O museu Guggenheim define-se, pela primeira vez na história da museologia, como projecto global, inclusive no sentido geográfico, o que tem sido contestado em alguns sectores culturais norte-americanos. Além deste projecto, Celant é também responsável pela retrospectiva sobre a obra do fotógrafo Robert Mapplethorpe [morreu a 9 de Março de 1989, vítima de sida], e que esteve na origem de um escândalo — e de uma tentativa de censura — nos sectores mais conservadores da sociedade americana. Celant foi, na década de 70, o teorizador da Arte Povera italiana.

Ambos os projectos, o museu Guggenheim e a retrospectiva de Mapplethorpe, são polémicos.
Gosto imenso de estar envolvido em coisas polémicas! Considero isso como um cumprimento. Não sei se o Guggenheim é polémico, mas só se for porque se está a criar uma coisa que não existe. É um sonho. E todos os sonhos deparam sempre com uma reacção muito conservadora. Tem-se um sonho, e quer-se mostrar uma coisa que nunca foi mostrada, como fez Mapplethorpe. E depara-se com a reacção de pessoas que não querem ter um sonho, que não se querem mexer. Neste sentido, acho que o museu está a tentar criar uma nova ideia de museu, uma nova metodologia no sistema museológico. E foi por isso que, pela primeira vez aceitei trabalhar num museu. Aceitei porque o director, Thomas Kren, tem um sonho, e esse sonho é criar uma espécie de museu global.

Quanto à polémica de Robert Mapplethorpe, não acho que a sua visão seja polémica. Foi naquela altura, e essa altura já passou. Ele envolveu-se com uma tribo, um clã — dos sado-masoquistas — que, hoje, já não existe. É preciso olhar para isto de um ponto de vista quase antropológico. A reacção da sociedade americana a Mapplethorpe é polémica. Escrevi um livro acerca de Mapplethorpe tentando provar o seu classicismo. Ele tem muito a ver com Canova, com David, com esse tipo de beleza. Quando ele fotografa uma pessoa pendurada pelos pés, é um Cristo ao contrário. Ele é muito, muito clássico.

Esteve ligado ao movimento Arte Povera em Itália desde o seu início. Parece haver agora um novo interesse pela Arte Povera, da parte dos artistas mais novos. Como vê isso?
Bem, já há cerca de 25 anos que não estou envolvido com esse grupo. Na realidade, esse interesse manifestou-se ainda durante os anos 80. Quanto a essa reacção, naturalmente começa-se a pensar naquilo que aconteceu à arte Pop. De uma certa maneira, a década de 60 não acabou com a arte Pop. Havia o Minimalismo, na América, e a Arte Povera na Europa. Se as jovens gerações quiserem ter uma identidade, têm que se relacionar com qualquer coisa que lhes pertença. A Arte Povera é um ponto de referência a partir do qual, como europeu, se pode trabalhar. Se não, cai-se num limbo. É um ponto de referência como foi o Cubismo, o Futurismo.

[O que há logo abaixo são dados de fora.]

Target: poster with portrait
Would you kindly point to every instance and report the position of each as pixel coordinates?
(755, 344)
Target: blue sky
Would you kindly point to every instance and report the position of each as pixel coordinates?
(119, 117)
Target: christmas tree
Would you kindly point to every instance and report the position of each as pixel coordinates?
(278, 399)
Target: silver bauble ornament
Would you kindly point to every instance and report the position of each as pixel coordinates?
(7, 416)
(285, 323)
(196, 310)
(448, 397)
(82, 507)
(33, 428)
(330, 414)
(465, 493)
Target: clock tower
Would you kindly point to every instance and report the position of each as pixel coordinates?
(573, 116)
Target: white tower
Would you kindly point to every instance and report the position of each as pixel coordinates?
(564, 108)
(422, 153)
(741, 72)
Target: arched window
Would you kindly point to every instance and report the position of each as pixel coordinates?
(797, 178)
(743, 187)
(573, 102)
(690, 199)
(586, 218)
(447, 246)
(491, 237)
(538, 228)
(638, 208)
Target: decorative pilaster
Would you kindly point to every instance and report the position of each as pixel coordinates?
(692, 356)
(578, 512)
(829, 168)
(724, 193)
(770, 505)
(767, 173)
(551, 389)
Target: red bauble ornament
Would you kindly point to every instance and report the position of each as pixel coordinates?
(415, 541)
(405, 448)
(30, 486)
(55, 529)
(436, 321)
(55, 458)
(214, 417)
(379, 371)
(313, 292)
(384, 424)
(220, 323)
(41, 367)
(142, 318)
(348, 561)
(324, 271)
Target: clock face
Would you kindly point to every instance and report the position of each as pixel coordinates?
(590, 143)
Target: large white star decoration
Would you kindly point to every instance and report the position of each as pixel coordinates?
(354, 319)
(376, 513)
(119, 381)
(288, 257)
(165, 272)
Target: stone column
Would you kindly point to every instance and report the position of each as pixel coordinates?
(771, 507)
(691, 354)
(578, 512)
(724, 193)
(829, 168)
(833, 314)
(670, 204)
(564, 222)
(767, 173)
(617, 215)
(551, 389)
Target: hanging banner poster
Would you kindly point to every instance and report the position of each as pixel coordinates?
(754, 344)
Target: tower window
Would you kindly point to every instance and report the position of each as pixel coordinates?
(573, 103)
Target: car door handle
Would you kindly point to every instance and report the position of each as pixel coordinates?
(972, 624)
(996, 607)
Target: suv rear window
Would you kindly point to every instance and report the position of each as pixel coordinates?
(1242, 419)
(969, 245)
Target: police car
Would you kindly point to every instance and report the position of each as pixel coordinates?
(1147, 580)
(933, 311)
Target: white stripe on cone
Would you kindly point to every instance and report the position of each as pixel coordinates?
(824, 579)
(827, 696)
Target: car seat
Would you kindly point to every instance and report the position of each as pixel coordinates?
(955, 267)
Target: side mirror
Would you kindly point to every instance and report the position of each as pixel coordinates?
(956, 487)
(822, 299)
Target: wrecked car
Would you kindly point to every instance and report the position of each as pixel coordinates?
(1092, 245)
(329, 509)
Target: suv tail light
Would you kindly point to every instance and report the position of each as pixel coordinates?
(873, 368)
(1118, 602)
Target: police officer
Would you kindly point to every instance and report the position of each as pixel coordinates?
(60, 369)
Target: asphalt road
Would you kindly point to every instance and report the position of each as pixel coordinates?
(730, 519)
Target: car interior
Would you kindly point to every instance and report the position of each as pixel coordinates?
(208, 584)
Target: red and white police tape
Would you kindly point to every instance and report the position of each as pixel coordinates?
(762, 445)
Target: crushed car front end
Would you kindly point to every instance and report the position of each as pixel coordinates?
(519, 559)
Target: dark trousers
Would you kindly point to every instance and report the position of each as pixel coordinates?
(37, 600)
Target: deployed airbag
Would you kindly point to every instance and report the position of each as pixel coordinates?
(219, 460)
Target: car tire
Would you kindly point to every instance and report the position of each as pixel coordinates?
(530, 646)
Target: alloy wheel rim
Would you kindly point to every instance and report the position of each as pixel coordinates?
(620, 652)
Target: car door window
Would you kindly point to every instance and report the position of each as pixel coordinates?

Mas aí não há uma contradição? Durante os anos 80, também houve um movimento na direcção da história, da tradição.
Penso que a abordagem é diferente. Na década de 80, olhava-se para a História copiando a História, o que é muito diferente de viver com a História. Copiar, citar, é muito superficial. Se olhar para Faber, por exemplo, ele vivia com a história, o que é uma atitude tipicamente europeia. O pós-modernismo copiava coisas. Nós aceitamos a estratificação do tempo, e é por isso que podemos viver com ele. Pode eliminar-se a cópia, porque é superficial. A vida, não.

É aí que vê uma via para os jovens artistas de hoje?
Sim, eles sabem que as raizes são um elemento muito importante. Não se trata de uma identidade nacional. Não é por eu ser italiano que tenho que copiar De Chirico. Não é isso; é preciso desenvolver a sua própria identidade, crescer na História e não copiar a História. Foi esse o erro que os artistas cometeram durante a década de 80: apenas copiaram a História.